[Tutor] about regular expression [breaking text into sentences]

Danny Yoo dyoo@hkn.eecs.berkeley.edu
Wed Mar 26 22:16:01 2003


> Computers aren't clever though. Just look att automatic translators,
> such as babelfish... Understanding language is too tough for machines...


I think Abdirizak is looking for a solution to the common case problem,
and that's something we can probably deal with.  The TeX text formatter,
for example, does use an arbitrary rule for determining the ending of
sentences.  And for the most part, it works!  For the exceptional cases,
TeX provides a way to say that a space should be treated as a word
separator rather than a sentence separator by using the special tilde
spacing character. ("~")


Although I can't remember TeX's rules, there's nothing stopping us from
defining our own arbitrary rule that isn't always correct, but gets us
somewhat close.  If we can break a problem down into the common case and
the exceptional cases, we've made some progress, even if we can't get it
down perfectly.


Let's define for the moment that a sentence break as an an ending
punctuation mark ('.', '!'), followed by whitespace.


###
>>> se_break = re.compile("""[.!?]       ## Some ending puncuation
...                          \s+         ## followed by space.
...                       """, re.VERBOSE)
>>> se_break.split("this is a test.  Can you see this?  Hello!  Goodbye
world")
['this is a test', 'Can you see this', 'Hello', 'Goodbye world']
###

This is a good start, and can be improved on: I know this isn't perfect,
but it might be enough to play around with teaching a computer to
recognize sentence boundaries.




> Look at the following cases:
>
> a) I really liked Al. Washington is not as nice.
>
> b) I really liked Al. Washington in that movie.
>
> Case a) is two sentences, and b) is only one. Not that people typically
> use a full stop when they abbreviate Albert to Al, but that was your
> suggestion... I'm sure we can make up other cases were it's unclear
> whther an abbreviation ends a sentence unless we perform some kind of
> non-trivial grammer analysis.


But I think we can attack this problem trivially by using a non-trivial
module.  *grin* The Monty Tagger tagging engine will do syntactic markup
of a sentence with pretty good accuracy:

    http://web.media.mit.edu/~hugo/montytagger/


and if we apply it to those sentences, we can see how Monty Tagger
interprets those words:


###
> I really liked Al. Washington is not as nice.

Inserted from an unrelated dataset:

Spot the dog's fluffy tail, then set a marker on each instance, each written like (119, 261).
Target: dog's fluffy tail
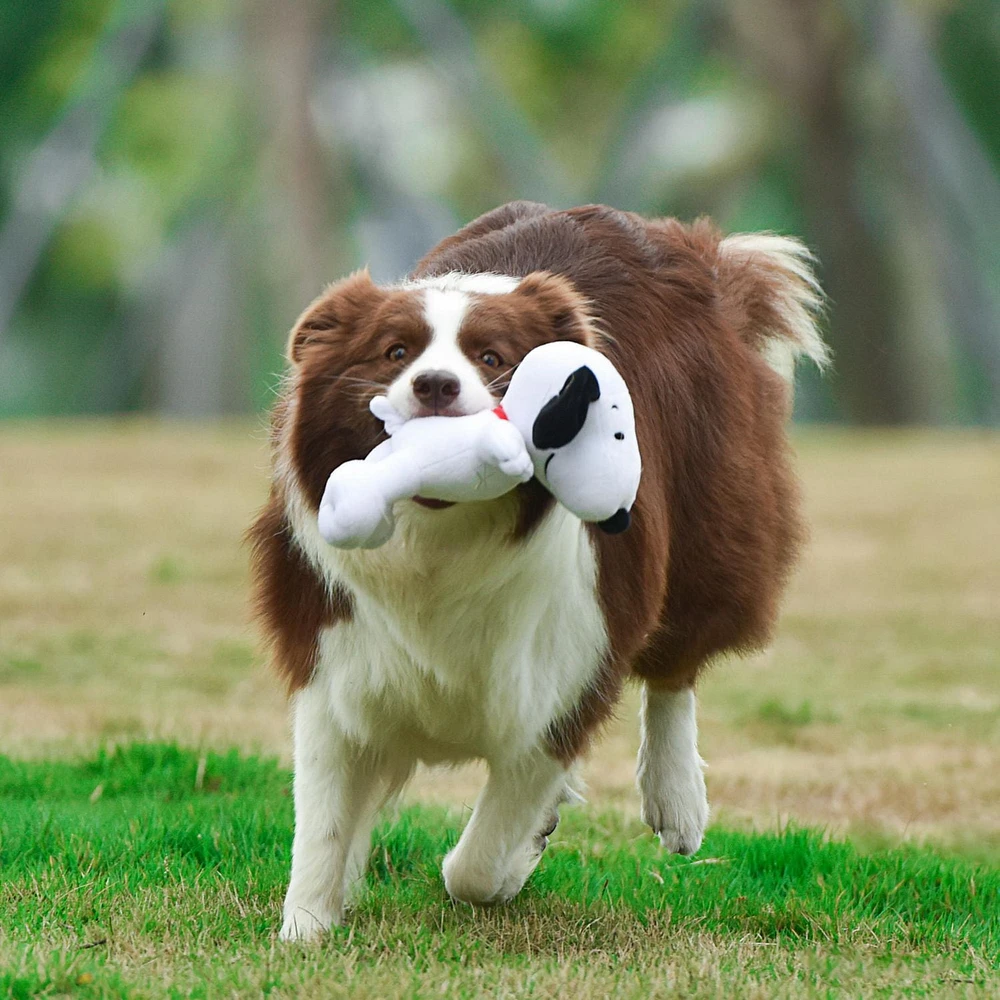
(769, 289)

I/PRP really/RB liked/VBD Al/NNP ./. Washington/NNP is/VBZ not/RB as/IN
nice/JJ ./.
-- monty took 0.05 seconds. --

###


Monty Tagger attaches a semantic 'tag' to each word in our sentence.  And
now we can probably do something where we look at the stream of word tags,
and if a certain sequence of word tags occurs, like

    ["VBD", "NNP",  ".",  "NNP",   "VBZ"],

we can say with some certainty that there's a sentence break in between
there, since English doesn't let us have two verbs together like that in a
single sentence!  Using something like Monty Tagger to do the heavy
lifting may give us enough power to make good progress.



Hmmm... but I think I'm being handwavy here.  *grin* I have not tried this
approach yet, so the problem might be hard.  I'm positive the Natural
Language Processing folks have attacked this problem with vigor, though,
and I'm not convinced this is an impossible problem.  If I have time, I'll
start reading that book I picked up from the college bookstore,

    http://www-nlp.stanford.edu/fsnlp/promo/

and see what they say about this.